Glossary

AUXOTROPHIC A mutant that cannot synthesize a required nutrient, such as an amino acid.

BOTTLENECK A severe reduction in population size that causes the loss of genetic variation. The role of random drift is increased, whereas the power of selection is reduced, by bottlenecks.

CHAPERONES A class of protein that binds to other proteins and thereby promotes their proper folding during synthesis or following damage.

CHEMOSTAT A device that allows the continuous growth of a bacterial population on a growth-rate-limiting resource. The resource flows into the chemostat at a constant rate; depleted medium and cells are washed out at the same rate. The population grows and consumes the resource until the bacteria reach an equilibrium density at which their growth rate equals the flow rate through the vessel.

DIGITAL ORGANISMS A type of computer-based artificial life that can be used to investigate certain scientific questions. The genomes of digital organisms are computer programs and, like computer viruses, are able to self-replicate. Digital organisms can also mutate and evolve spontaneously, whereas computer viruses are deliberately modified by hackers.

EPISTASIS Any non-additive interaction between two or more mutations at different loci, such that their combined effect on a phenotype deviates from the sum of their individual effects.

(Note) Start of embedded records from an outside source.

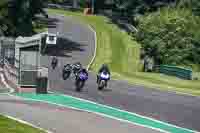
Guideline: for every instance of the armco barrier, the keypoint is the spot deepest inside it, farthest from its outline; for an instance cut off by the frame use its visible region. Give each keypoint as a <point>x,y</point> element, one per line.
<point>176,71</point>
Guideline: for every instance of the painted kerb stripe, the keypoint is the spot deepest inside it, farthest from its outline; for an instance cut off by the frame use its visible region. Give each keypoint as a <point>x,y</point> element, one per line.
<point>69,101</point>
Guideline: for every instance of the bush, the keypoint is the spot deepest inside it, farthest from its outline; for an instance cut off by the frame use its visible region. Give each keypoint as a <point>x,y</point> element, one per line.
<point>171,36</point>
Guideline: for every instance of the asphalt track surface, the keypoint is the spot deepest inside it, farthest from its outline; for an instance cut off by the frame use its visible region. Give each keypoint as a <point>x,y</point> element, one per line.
<point>169,107</point>
<point>61,119</point>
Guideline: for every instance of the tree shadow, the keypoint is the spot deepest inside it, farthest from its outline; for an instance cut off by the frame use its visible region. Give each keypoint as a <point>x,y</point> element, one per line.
<point>49,22</point>
<point>63,47</point>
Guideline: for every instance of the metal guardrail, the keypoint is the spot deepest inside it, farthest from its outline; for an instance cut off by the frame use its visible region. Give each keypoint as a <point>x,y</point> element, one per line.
<point>176,71</point>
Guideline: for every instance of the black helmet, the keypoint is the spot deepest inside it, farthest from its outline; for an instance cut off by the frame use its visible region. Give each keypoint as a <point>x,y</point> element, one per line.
<point>84,70</point>
<point>105,65</point>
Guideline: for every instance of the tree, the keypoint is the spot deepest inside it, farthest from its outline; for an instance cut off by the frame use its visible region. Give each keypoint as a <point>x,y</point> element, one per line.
<point>171,36</point>
<point>21,14</point>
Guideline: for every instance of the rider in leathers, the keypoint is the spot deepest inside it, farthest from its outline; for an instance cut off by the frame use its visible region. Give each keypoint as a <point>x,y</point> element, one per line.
<point>104,68</point>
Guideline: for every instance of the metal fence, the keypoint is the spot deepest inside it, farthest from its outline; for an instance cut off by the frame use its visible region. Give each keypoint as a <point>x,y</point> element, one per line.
<point>7,49</point>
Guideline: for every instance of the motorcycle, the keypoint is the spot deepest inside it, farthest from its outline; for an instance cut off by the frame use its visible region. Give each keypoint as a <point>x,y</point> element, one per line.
<point>54,63</point>
<point>103,78</point>
<point>80,81</point>
<point>76,68</point>
<point>66,71</point>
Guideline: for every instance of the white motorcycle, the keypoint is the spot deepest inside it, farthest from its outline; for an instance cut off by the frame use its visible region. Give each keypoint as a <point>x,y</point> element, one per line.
<point>103,78</point>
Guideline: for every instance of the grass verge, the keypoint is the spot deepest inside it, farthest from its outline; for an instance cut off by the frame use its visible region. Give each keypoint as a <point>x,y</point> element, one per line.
<point>121,53</point>
<point>10,126</point>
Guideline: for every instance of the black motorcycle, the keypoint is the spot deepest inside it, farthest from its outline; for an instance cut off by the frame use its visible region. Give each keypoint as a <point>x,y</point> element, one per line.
<point>103,79</point>
<point>80,81</point>
<point>76,68</point>
<point>66,71</point>
<point>54,63</point>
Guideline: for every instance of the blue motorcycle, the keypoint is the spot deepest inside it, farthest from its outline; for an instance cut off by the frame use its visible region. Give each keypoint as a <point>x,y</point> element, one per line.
<point>80,81</point>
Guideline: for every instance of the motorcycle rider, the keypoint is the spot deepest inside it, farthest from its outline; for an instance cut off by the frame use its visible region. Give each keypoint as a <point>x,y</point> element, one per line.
<point>83,70</point>
<point>104,68</point>
<point>77,67</point>
<point>54,62</point>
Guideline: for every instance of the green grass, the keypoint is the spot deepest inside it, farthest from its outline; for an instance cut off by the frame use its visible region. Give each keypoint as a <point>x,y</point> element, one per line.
<point>11,126</point>
<point>117,49</point>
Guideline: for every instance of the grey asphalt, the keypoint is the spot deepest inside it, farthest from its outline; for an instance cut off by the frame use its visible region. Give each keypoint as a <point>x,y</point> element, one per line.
<point>60,119</point>
<point>63,120</point>
<point>169,107</point>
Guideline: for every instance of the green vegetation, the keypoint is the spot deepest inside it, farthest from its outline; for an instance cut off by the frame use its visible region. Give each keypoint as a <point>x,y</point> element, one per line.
<point>18,16</point>
<point>114,46</point>
<point>171,36</point>
<point>11,126</point>
<point>114,42</point>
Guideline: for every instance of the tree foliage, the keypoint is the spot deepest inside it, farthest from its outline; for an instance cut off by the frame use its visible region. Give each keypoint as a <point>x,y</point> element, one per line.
<point>171,36</point>
<point>18,15</point>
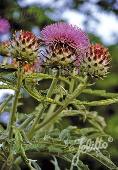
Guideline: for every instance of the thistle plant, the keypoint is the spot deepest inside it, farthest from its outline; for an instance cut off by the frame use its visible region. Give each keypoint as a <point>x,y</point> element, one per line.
<point>65,60</point>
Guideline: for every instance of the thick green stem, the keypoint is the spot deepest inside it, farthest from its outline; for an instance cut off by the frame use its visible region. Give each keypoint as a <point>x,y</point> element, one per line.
<point>97,103</point>
<point>41,108</point>
<point>14,105</point>
<point>77,91</point>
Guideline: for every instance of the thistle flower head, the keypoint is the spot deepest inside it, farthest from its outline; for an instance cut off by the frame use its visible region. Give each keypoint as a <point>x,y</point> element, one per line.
<point>4,48</point>
<point>25,46</point>
<point>96,63</point>
<point>65,44</point>
<point>28,67</point>
<point>4,26</point>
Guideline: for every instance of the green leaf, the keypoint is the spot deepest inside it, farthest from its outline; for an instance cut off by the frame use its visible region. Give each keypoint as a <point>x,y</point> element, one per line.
<point>104,160</point>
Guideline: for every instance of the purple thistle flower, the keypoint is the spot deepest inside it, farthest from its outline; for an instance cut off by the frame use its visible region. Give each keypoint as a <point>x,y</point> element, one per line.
<point>4,26</point>
<point>66,44</point>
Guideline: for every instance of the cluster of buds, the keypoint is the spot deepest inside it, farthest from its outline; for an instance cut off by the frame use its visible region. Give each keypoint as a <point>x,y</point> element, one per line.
<point>61,46</point>
<point>97,61</point>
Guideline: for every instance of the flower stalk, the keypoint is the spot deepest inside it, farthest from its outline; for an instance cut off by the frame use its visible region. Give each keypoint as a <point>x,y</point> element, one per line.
<point>15,102</point>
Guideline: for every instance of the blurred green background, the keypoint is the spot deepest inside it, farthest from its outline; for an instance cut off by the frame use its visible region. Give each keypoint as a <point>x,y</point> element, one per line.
<point>90,15</point>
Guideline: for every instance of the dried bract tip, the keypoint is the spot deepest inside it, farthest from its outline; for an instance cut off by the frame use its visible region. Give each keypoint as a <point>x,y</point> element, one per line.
<point>25,46</point>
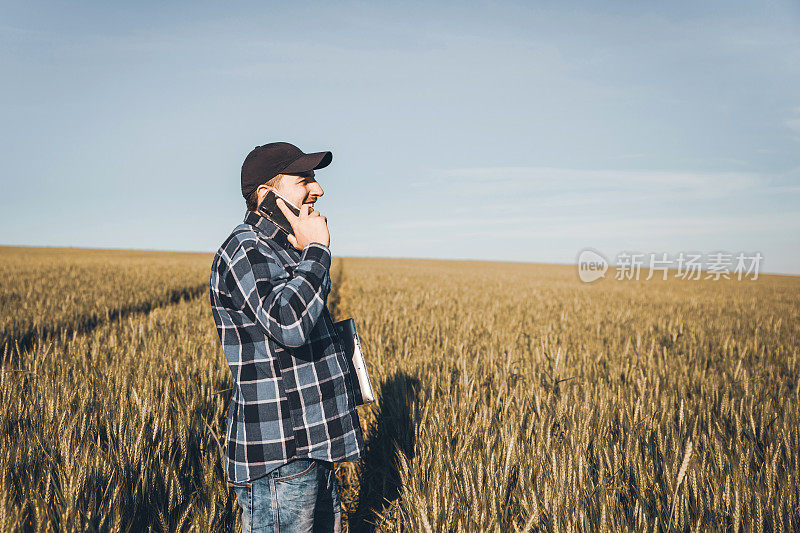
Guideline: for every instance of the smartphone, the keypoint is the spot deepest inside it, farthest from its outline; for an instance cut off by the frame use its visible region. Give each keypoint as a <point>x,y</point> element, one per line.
<point>269,208</point>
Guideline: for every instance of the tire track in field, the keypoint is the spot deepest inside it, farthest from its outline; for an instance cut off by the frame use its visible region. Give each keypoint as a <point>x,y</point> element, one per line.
<point>373,483</point>
<point>12,348</point>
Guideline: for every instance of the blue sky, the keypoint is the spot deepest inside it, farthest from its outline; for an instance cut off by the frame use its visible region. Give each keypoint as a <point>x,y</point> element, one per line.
<point>505,131</point>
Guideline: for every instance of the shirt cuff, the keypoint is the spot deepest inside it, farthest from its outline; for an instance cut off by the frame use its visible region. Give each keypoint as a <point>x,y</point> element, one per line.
<point>316,251</point>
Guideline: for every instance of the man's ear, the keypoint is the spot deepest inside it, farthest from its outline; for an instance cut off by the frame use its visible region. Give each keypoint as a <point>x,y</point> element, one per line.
<point>262,192</point>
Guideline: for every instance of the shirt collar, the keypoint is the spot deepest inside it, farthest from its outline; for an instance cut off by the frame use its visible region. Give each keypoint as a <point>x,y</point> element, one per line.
<point>270,229</point>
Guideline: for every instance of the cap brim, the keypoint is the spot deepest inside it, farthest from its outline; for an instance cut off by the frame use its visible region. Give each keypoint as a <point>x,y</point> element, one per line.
<point>307,162</point>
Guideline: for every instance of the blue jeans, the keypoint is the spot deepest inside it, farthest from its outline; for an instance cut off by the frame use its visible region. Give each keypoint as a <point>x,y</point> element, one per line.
<point>298,496</point>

FITNESS The average reproductive success of a genotype in a particular environment. Often expressed relative to another genotype, such as the ancestor in evolution experiments.

GENETIC LOAD The loss of fitness that is caused by producing offspring that carry deleterious mutations, and the resulting decrease in the rate of population growth.

HITCHHIKING The process by which a neutral, or even deleterious, mutation increases in frequency owing to its physical linkage with a beneficial mutation elsewhere in the genome.

ISOGENIC Genotypes that have been engineered to be identical, with the exception of one or more mutations of interest.

PLEIOTROPY The side-effect of a mutation that affects a primary trait or function on a secondary trait or function.

PORIN A protein channel across the outer membrane of a Gram-negative bacterium that allows the diffusion of molecules into the periplasm, which is located between the outer and inner membranes.

RANDOM DRIFT The change in frequency of genotypes in a population that is caused by chance differences in survival and reproduction, as opposed to consistent differences in their fitness.

REPLICATE POPULATIONS Two or more populations that started from the same ancestral genotype and were propagated under identical conditions as part of an evolution experiment. By having replicates in each of several environments, it is possible to distinguish statistically between systematic responses of the populations to a particular environmental feature (for example, temperature) and other responses that might reflect the chance effects of mutation and drift.

SEQUENCE SPACE The universe of all possible sequences or genotypes. For example, even a small viral genome of 1,000 nucleotides has 3,000 one-step neighbours, nearly 9,000,000 two-step neighbours, and more than 10600 variants at all possible distances of the same genome length.

SERIAL TRANSFER A culture regime in which some proportion of a population is periodically diluted into fresh medium, in which the population grows until it exhausts the limiting resource and then waits until the next transfer cycle. Selection favours rapid exponential growth as well as the ability to respond quickly following transfer into fresh medium.

STATIONARY PHASE The period in a serial-transfer regime after the limiting resource has been depleted, such that population growth ceases. A population can be kept in this phase indefinitely by never transferring it to fresh medium, and it eventually declines owing to starvation.